For each result set, a cursor is maintained (typically by the database) which keeps track of where in the result set the user currently is. Depending on the database, ODBC driver, and how you configured the wxWidgets ODBC settings in setup.h (see wxODBC - Compiling), cursors can be either forward or backward scrolling. At a minimum, cursors must scroll forward. For example, if a query resulted in a result set with 100 rows, as the data is read by the client application, it will read row 1, then 2, then 3, etc. With forward only cursors, once the cursor has moved to the next row, the previous row cannot be accessed again without re-querying the datasource for the result set over again. Backward scrolling cursors allow you to request the previous row from the result set, actually scrolling the cursor backward.
Backward scrolling cursors are not supported on all database/driver combinations. For this reason, forward-only cursors are the default in the wxODBC classes. If your datasource does support backward scrolling cursors and you wish to use them, make the appropriate changes in setup.h to enable them (see wxODBC - Compiling). For greatest portability between datasources, writing your program in such a way that it only requires forward scrolling cursors is your best bet. On the other hand, if you are focusing on using only datasources that support backward scrolling cursors, potentially large performance benefits can be gained from using them.
There is a limit to the number of cursors that can be open on each connection to the datasource, and usually a maximum number of cursors for the datasource itself. This is all dependent on the database. Each connection that is opened (each instance of a wxDb) opens a minimum of 5 cursors on creation that are required for things such as updates/deletions/rollbacks/queries. Cursors are a limited resource, so use care in creating large numbers of cursors.
Additional cursors can be created if necessary with the wxDbTable::GetNewCursor function.

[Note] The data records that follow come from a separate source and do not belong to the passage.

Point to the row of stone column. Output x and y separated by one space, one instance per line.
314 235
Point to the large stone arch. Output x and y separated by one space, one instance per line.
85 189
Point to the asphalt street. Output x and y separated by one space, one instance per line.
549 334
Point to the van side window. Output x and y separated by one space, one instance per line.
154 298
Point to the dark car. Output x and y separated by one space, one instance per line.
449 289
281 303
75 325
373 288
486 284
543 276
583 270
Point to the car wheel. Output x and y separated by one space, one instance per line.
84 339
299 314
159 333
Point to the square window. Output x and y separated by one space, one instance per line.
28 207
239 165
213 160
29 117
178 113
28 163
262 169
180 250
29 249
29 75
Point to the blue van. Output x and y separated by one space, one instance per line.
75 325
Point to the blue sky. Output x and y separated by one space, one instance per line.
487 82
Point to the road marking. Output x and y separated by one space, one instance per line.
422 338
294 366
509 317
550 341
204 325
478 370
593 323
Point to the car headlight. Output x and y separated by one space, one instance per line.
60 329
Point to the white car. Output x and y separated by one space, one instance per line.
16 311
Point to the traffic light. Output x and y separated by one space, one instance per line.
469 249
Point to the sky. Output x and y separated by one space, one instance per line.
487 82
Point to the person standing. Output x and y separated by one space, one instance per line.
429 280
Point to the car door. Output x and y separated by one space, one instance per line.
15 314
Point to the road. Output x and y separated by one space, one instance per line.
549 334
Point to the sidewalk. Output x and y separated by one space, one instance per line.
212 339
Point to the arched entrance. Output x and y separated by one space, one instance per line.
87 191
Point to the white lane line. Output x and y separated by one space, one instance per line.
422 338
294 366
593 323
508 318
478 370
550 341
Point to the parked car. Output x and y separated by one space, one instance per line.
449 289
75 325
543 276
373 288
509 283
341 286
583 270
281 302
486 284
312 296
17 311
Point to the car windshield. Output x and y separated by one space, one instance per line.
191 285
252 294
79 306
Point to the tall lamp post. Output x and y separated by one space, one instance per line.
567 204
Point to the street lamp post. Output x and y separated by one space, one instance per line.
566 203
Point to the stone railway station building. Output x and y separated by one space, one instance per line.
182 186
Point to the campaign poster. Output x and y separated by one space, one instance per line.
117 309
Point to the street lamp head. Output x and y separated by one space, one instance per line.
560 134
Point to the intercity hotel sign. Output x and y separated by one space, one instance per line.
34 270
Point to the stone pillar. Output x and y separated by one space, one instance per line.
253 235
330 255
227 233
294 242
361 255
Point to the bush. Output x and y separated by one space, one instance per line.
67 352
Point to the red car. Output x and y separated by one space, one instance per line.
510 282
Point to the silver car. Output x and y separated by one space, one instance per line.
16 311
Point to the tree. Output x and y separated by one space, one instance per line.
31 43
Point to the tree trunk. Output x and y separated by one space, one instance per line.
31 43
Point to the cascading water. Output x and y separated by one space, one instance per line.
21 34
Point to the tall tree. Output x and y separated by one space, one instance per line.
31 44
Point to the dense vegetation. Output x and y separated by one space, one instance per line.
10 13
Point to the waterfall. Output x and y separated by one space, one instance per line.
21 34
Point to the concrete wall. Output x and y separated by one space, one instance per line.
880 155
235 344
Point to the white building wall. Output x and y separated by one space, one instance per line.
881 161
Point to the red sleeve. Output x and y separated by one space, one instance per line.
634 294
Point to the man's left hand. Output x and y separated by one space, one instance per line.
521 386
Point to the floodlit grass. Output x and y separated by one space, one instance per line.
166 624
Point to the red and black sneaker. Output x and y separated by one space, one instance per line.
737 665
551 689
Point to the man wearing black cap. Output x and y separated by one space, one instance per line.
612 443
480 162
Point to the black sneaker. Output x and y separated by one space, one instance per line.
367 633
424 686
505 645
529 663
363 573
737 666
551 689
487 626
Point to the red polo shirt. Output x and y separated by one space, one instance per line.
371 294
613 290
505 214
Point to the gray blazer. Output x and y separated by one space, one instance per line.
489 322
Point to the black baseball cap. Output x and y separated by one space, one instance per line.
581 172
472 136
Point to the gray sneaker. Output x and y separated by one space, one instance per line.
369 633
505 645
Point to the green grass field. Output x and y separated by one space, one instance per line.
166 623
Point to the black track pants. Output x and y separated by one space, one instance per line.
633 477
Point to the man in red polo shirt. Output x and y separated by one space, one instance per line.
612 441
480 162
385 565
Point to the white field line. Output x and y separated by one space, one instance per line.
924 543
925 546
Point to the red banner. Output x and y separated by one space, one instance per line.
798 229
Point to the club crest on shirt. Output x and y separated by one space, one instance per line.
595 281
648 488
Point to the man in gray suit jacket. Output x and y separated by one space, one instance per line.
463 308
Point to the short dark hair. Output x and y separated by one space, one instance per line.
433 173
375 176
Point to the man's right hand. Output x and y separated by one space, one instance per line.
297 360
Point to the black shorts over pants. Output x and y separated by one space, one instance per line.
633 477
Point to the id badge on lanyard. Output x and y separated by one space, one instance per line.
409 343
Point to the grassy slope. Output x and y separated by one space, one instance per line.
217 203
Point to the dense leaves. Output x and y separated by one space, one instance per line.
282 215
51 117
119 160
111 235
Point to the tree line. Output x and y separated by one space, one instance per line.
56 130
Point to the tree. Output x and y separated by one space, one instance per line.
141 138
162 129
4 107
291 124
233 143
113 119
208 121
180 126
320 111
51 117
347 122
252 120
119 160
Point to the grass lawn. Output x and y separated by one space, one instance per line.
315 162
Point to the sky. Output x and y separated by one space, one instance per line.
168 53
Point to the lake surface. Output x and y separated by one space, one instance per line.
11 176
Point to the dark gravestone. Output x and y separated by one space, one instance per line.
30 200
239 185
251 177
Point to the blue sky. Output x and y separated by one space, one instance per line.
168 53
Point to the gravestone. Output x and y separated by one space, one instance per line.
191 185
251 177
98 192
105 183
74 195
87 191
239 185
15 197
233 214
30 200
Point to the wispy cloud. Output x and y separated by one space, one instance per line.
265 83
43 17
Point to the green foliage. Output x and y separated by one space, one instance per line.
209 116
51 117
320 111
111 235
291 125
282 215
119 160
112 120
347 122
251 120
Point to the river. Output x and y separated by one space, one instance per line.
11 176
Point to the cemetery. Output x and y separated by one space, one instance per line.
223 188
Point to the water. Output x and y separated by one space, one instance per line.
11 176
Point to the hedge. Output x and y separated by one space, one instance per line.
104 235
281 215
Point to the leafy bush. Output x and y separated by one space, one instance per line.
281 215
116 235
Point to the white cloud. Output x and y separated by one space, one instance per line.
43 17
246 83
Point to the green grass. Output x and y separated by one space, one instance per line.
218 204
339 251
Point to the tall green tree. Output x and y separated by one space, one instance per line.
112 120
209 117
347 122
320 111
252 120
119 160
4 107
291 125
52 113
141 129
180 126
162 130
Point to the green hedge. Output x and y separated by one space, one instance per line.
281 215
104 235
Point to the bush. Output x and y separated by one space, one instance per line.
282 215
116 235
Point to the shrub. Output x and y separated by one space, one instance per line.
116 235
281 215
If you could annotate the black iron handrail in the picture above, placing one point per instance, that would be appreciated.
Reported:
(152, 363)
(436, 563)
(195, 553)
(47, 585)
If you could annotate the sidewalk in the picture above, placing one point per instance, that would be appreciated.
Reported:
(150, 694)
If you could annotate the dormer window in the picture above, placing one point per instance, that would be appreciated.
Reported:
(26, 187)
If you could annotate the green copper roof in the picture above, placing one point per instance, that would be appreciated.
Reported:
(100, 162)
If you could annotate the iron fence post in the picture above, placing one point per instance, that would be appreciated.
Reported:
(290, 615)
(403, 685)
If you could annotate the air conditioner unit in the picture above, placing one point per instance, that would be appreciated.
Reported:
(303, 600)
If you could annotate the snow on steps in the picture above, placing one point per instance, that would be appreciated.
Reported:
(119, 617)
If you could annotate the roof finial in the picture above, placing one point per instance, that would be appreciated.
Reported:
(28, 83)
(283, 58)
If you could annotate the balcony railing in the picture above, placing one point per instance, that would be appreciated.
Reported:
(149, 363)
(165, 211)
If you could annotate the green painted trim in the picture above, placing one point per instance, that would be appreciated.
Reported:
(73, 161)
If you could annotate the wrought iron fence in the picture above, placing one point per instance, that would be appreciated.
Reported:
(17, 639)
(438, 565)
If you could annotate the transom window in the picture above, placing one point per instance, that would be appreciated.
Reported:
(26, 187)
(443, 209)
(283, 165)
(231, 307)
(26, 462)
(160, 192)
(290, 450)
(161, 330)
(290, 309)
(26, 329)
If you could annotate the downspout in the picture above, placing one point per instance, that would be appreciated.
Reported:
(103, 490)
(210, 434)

One example use for additional cursors is to track multiple scroll points in result sets. By creating a new cursor, a program could request a second result set from the datasource while still maintaining the original cursor position in the first result set.
Different than non-SQL/ODBC datasources, when a program performs an insertion, deletion, or update (or other SQL functions like altering tables, etc) through ODBC, the program must issue a "commit" to the datasource to tell the datasource that the action(s) it has been told to perform are to be recorded as permanent. Until a commit is performed, any other programs that query the datasource will not see the changes that have been made (although there are databases that can be configured to auto-commit). NOTE: With most datasources, until the commit is performed, any cursor that is open on that same datasource connection will be able to see the changes that are uncommitted. Check your database's documentation/configuration to verify this before relying on it though.
A rollback is basically an UNDO command on the datasource connection. When a rollback is issued, the datasource will flush all commands it has been told to do since the last commit that was performed.
NOTE: Commits/Rollbacks are done on datasource connections (wxDb instances) not on the wxDbTable instances. This means that if more than one table shares the same connection, and a commit or rollback is done on that connection, all pending changes for ALL tables using that connection are committed/rolled back.